Metrics vs Logging, Continued

Fri Jan 5 02:39:55 AEDT 2018

On Wed, Jan 03, 2018 at 02:22:39AM +0000, Christopher Covington wrote:
> Hi Michael, Patrick,
> 
> I probably should have hopped on this list months ago. Thanks for your patience as I come up to
> speed on your code, configure my mail client to suit this list, and so on.
> 
> > Prometheus metrics is fundamentally a pull model, not a push model. If you have a pull model,
> > it greatly simplifies the dependencies:
> 
> >	- Pull metrics internally or externally (daemons listen on 127.0.0.1, optionally reverse proxy
> >	  that through your web service).
> 
> An option for on-demand metrics (as opposed to periodic, always-on monitoring) is nice. I would
> use it to more highly scrutinize upgrades in progress for example.

This is a nice point. You can easily turn on/off pull of metrics from your
systems by simply turning the server on/off.  But is harder for push metrics,
as you have to *configure* each endpoint for where to push to (if that changes
from time to time, which may or may not be the case), and you have to turn push
on/off.

> 
> >	- Optionally run the metrics server or not depending on configuration.
> 
> I agree it should fail gracefully when there is no server present, and think this generalizes to
> other network services, even NTP and DHCP.
> 
> >	- Pull model naturally self-limits in performance-limited cases... you don’t have a thundering
> >	  herd of daemons trying to push metrics. In case metrics server gets loaded it will naturally
> >	  slow down polls to backend daemons.
> 
> At large scale you'll either need multiple pollers or load-balancing for the receiving server. I'm
> not sure what the best solution is. Is load-balancing perhaps more commonplace?

Load balancing is "more commonplace" for things like generic web servers.
Setting up load balancing is distinctly non-trivial, as specifics of how you
are using are very important.

Overall this is a matter that reasonable people can disagree on. I favor the
pull approach. It degrades much more predictably (server pulls more slowly but
still hits all the systems). You can easily scale up. Load balancing for this
type of thing seems way more difficult to set up and get working well. (How you
persistently balance clients between servers, for instance.) However, I think
that a push model is also pretty easy to argue successfully for (though I
personally wont).

Also, I think the conversation here started more as a discussion on the best
way to collect metrics for individual daemons, rather than specifically for how
to get metrics for openbmc overall. I think that something like a protocol spec
for how individual metrics collection would be done would be pretty useful,
then it could be implemented differently across different daemons, but have the
same protocol.

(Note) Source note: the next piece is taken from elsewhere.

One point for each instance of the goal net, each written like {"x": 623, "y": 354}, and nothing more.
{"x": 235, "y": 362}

And then we can talk about how to extend that off the box.

Another part of the conversation we probably need to talk about is "api
stability" and are we going to have a requirement for specific metrics to be
stable over time? Or can we deal with ad-hoc metrics that may be added to over
time or may drop.

> 
> > But what I think would be pretty nice is if you could point graphana/Prometheus towards every
> > BMC on your network to get nice graphs of temp, fan speeds, etc.
> 
> For metrics/counters, I've been centrally pulling/polling from a fleet running the following RESTful
> API:
> 
> https://github.com/facebook/openbmc/tree/helium/common/recipes-rest/rest-api/files
> 
> But polling the whole fleet doesn't seem ideal, so I'm wondering about a push model.
> 
> Prometheus looks interesting, thanks for the pointer. It does seem to support a push model
> https://prometheus.io/docs/instrumenting/pushing/

Prometheus is just a specification for an http endpoint, so it would (in
theory) be relatively easy to write a pull-to-push gateway using any language.
The push model mentioned here is just a local agent that periodically polls the
local pull endpoint and pushes it somewhere.

> 
> Do Go language applications run reasonably well on ASpeed 2400 SoCs?

I've done several prototypes of golang servers on the Nuvoton ARM chip
(slightly faster than aspeed) and the results for me were more-than-acceptable.
I was very pleased with the ease of development, memory usage, and most other
metrics. It has the development speed of python combined with the runtime speed
of Java (and sometimes approaching C).

> I've heard that OpenWRT uses collectd: https://wiki.openwrt.org/doc/howto/statistic.collectd

Quick look at this project, it does two things: a) it has a plugin format for
how to collect various stats, and some pre-written plugins for "popular"
things, and b) it formats output in rrd format for consumption by other tools.
This is conceptually very similar to prometheus (same concepts: gauges,
histograms, counts, etc). However, it does appear that collectd specifies a
file format for output, but not an access format. The prometheus part that I'm
focusing on is in how we can standardize access and file formats.

--
Michael Brown